The Crowd, Theatre Review. Playhouse Theatre, Liverpool.

Liverpool Sound and Vision rating 9/10

Cast: Ross Almond, Natalie Barton, Ruby Bains, Leo Bertamini, Ellen Boyland, Erin Clarke, Stuey Dagnall, John Dixon, Olivia Dougherty, Joe Edwards, Georgie Evans, Spike Fairclough, Will Flush, Grace Fordham Bibby, Alisha Foriyire, Helena Harvey, Amber Higgins, Jake Holmes, Chloe Hughes, Esther Johnson, Connor Kelly, Neve Kelman, Luke Logan, Niamh McCarthy, Callum McCourt, John McGuick, Jack Malloy, Aimee Marnell, Chloe Nall-Smith, Joe Owens, Jamie Pye, Phil Rayner, Jess Reilly, Adam Rohan, Nathan Russell, Harry Sergeant, Kaila Sharples, Hannah Thornton, Ellie Turner, Laura Tryer, Natalie Vaughn, Tommy Williams.

The most dangerous thing in the world is not dangerous thought or the sense of absolute, frightening rhetoric but the crowd that follows it, that takes the words of one person and turns it into a religious or state-driven dogma that must be adhered to or else find yourself on the outside, the victim of state sponsored hate, fear, aversion.

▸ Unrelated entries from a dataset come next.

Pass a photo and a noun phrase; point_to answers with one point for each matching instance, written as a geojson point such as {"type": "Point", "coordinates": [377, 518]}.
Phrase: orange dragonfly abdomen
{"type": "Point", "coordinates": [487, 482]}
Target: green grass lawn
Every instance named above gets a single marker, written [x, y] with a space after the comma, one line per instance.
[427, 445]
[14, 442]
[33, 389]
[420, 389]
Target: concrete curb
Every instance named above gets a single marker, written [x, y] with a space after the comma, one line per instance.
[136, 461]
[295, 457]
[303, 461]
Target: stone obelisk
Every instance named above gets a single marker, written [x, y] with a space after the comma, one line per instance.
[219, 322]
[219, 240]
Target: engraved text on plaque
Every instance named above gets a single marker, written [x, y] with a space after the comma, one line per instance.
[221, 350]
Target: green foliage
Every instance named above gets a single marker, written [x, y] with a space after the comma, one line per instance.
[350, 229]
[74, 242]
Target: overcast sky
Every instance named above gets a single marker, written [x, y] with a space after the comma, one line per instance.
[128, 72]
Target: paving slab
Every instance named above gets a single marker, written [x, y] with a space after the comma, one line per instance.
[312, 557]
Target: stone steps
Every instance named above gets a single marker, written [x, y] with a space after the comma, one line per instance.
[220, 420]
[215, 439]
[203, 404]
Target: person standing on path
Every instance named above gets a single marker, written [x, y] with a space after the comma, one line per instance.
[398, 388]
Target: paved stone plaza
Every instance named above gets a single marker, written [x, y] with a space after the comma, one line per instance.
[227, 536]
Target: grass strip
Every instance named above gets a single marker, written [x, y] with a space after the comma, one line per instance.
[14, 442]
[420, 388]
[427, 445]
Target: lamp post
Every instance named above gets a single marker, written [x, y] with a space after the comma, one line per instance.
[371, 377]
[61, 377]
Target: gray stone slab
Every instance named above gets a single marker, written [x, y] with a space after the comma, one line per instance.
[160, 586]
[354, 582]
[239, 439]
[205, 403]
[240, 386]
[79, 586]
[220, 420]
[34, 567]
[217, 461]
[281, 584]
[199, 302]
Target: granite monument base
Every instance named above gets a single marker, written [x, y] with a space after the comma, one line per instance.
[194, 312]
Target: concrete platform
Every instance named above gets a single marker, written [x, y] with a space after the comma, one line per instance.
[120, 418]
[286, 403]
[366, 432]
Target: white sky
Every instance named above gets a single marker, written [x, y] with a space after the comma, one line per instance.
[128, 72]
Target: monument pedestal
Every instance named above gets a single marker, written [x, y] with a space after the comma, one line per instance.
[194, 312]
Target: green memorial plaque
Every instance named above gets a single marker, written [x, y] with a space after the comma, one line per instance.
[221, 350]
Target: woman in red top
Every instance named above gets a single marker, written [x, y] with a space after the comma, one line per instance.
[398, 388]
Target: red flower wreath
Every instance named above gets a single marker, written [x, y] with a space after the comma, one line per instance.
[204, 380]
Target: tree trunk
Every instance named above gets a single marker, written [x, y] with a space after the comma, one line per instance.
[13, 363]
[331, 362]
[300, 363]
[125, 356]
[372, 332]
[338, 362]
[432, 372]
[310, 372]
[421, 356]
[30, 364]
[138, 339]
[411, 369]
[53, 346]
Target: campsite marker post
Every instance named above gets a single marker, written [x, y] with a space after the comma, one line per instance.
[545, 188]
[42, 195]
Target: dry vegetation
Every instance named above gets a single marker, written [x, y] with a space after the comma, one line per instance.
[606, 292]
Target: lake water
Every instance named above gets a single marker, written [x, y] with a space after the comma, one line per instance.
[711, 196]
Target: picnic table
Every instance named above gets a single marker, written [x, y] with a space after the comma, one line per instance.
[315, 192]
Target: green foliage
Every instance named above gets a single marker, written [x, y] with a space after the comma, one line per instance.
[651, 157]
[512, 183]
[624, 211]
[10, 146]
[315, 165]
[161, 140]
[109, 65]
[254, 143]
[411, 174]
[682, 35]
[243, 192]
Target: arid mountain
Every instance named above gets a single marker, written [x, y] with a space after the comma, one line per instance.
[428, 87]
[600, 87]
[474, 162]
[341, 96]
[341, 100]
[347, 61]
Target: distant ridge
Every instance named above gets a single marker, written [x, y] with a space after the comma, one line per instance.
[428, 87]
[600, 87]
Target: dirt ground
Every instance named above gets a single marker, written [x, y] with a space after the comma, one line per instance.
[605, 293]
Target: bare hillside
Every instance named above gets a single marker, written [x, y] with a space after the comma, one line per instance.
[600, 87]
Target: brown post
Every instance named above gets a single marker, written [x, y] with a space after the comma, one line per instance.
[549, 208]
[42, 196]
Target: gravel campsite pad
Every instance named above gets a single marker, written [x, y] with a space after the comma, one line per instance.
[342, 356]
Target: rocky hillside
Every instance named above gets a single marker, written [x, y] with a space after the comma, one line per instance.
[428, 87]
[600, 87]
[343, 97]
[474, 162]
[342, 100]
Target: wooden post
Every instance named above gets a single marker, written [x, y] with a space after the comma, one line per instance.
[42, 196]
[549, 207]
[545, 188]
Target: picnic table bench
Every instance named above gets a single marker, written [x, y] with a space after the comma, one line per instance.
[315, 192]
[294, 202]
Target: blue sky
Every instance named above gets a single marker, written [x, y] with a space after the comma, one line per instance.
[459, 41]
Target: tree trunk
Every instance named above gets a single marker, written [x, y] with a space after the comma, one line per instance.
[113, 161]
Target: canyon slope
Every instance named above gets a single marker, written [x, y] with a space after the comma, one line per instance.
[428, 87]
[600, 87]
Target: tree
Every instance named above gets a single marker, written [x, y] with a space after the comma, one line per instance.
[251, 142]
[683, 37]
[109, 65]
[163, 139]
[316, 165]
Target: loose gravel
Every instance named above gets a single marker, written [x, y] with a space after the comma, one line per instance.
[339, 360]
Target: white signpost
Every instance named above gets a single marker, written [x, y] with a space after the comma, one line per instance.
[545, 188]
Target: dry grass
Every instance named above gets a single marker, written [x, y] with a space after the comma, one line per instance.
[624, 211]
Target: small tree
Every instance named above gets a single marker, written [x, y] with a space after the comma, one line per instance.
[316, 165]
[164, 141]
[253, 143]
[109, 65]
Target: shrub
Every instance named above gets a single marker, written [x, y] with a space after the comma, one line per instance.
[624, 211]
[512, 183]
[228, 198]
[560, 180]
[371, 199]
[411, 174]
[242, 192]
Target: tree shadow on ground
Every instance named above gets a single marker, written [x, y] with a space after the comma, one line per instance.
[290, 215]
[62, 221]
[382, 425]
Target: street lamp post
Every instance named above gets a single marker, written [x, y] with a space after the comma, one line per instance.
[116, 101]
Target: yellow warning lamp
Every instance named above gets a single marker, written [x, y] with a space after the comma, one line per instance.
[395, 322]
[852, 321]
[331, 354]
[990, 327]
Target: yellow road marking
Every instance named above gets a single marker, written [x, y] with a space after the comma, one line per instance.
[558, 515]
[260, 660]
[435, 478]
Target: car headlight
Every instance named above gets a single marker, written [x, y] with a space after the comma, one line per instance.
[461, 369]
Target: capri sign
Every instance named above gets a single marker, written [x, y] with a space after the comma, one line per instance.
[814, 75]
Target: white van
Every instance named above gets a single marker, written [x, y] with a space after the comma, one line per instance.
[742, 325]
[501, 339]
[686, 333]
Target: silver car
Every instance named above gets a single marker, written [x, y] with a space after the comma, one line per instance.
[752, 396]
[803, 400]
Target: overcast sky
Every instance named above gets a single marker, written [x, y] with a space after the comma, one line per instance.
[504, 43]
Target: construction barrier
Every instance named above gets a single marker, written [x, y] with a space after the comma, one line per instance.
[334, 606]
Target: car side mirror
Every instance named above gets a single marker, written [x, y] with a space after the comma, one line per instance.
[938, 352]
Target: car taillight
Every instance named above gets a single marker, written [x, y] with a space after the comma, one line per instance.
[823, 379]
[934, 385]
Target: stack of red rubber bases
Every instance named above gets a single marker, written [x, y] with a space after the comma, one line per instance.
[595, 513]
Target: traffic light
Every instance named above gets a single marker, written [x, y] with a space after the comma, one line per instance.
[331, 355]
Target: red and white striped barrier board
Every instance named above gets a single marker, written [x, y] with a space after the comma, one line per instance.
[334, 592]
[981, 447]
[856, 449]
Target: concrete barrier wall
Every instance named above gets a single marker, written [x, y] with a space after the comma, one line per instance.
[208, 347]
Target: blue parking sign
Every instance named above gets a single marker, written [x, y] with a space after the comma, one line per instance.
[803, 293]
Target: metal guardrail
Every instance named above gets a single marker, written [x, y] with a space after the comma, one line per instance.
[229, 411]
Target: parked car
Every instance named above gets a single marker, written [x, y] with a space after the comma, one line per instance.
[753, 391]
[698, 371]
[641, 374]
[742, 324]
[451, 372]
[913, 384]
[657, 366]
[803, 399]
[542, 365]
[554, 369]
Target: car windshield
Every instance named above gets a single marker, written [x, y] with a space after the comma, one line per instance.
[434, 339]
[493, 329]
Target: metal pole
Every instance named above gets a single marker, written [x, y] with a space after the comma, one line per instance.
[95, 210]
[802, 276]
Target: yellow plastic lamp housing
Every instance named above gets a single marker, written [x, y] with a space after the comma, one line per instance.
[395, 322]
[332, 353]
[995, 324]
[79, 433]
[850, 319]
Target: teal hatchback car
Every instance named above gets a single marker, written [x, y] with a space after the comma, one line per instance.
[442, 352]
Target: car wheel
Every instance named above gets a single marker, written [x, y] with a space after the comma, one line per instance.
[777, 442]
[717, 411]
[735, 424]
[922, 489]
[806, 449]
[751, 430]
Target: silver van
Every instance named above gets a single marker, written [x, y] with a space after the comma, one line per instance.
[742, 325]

The Crowd grows in strength, pulling in the unfortunate, the scared, the ones who see it as a way to exact some sort of imagined revenge, or worse who see it as advancement; to go against this state of control is to be brave, to be human, and not a drone, and yet the crowd finds a way to dominate, to influence, to leave you stateless and perhaps facing death.

Throughout history, through film and literature we have been permanently warned what evil lurks within the heart of the crowd, to question is to become a problem, to allow any political dogma the chance to breath is to ensure that figures from the extremes become the norm, and that the crowd becomes rabid, calling for blood, that the cruel insinuations and whispers are part of controlling every person’s thoughts.

For the aspiring actors that make up the Young Everyman Playhouse troupe, and for the young generation that have grown up in the shadow in the perceived and perhaps very real danger of the previous generations taking away their chances of keeping such political damnation at bay as borders become closed and the media inciting howls of condemnation against the rule of liberty, the thought of The Crowd could be one in which the dichotomy of rule and order is sharply felt against their natural instincts to use social media to share positive ways of saving the planet and being seen as inclusive in accepting gender/transgender/sexuality equality.

In what could be considered as Y.E.P,s most ambitious and tellingly most insightful production to date, it was fitting that the sculpted script and powerful sense of delivery should be on show as we crawl towards the date when all could become senseless., The vision of the army on the street a stark reflection of the crowd being geed up to hate, and as the three narrators starkly, and with almost poetic reassurance, show the various scenes that intertwine and portray a picture of a possible future where the state encourages people to denounce someone because they have one child too many, because they are gay, because they act in a manner that offends one person’s sensibilities.

The Crowd is a potent piece of theatre, a play in which we are reminded that it only takes a moment in which to turn a nation against itself, it may be already too late.